In an effort to give us a glimpse into how well they are transitioning from a software company to “a devices and services company,” Microsoft revealed a By the Numbers site yesterday. But one fact may have revealed a little too much information from Microsoft: the desktop browser share for Internet Explorer.
The tile is crystal clear: the Internet Explorer icon with the words 56.5 percent. Click the tile and it opens to reveal “Internet Explorer’s usage share was over 56 percent worldwide in July 2013.”
That may sound great, but if you follow the browser market at all, then your first reaction might echo mine: only 56.5%?
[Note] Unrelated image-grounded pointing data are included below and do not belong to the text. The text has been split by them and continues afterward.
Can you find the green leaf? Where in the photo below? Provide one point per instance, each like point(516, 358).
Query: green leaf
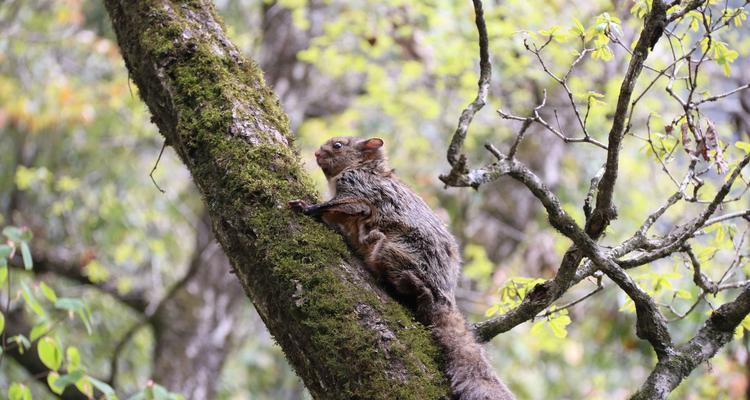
point(70, 378)
point(77, 306)
point(31, 301)
point(74, 358)
point(48, 292)
point(39, 330)
point(6, 250)
point(3, 271)
point(492, 310)
point(104, 388)
point(559, 325)
point(18, 391)
point(21, 341)
point(26, 254)
point(50, 353)
point(69, 304)
point(13, 233)
point(53, 381)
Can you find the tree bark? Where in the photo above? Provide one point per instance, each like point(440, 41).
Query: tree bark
point(345, 338)
point(194, 328)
There was a time, after all, that Internet Explorer once held a far greater market share, with 78.42% of the market share in January 2008, according to the same source Microsoft cited on its Numbers page, Net Market Share. In those days, it was mostly IE vs. Mozilla Firefox vs. Opera. But five years ago next month, Chrome entered the game, and slowly but surely took market share away from IE and the other browsers.
To its credit, this is not the worst IE’s market share has been—to date, that low mark was hit in December 2011, when IE browser share was 51.87%, Chrome 19.11% and Firefox 21.83%.
The latest full month figures for July 2013 reveal a slightly better leadership position for IE, which has slowly climbed to 56.61%, with Firefox down to 18.29% and Chrome at 17.76%. Looking at the trend over time, it does indeed appear that IE has recaptured some share away from Chrome and Firefox, with Safari also picking up some growth on the other side as well.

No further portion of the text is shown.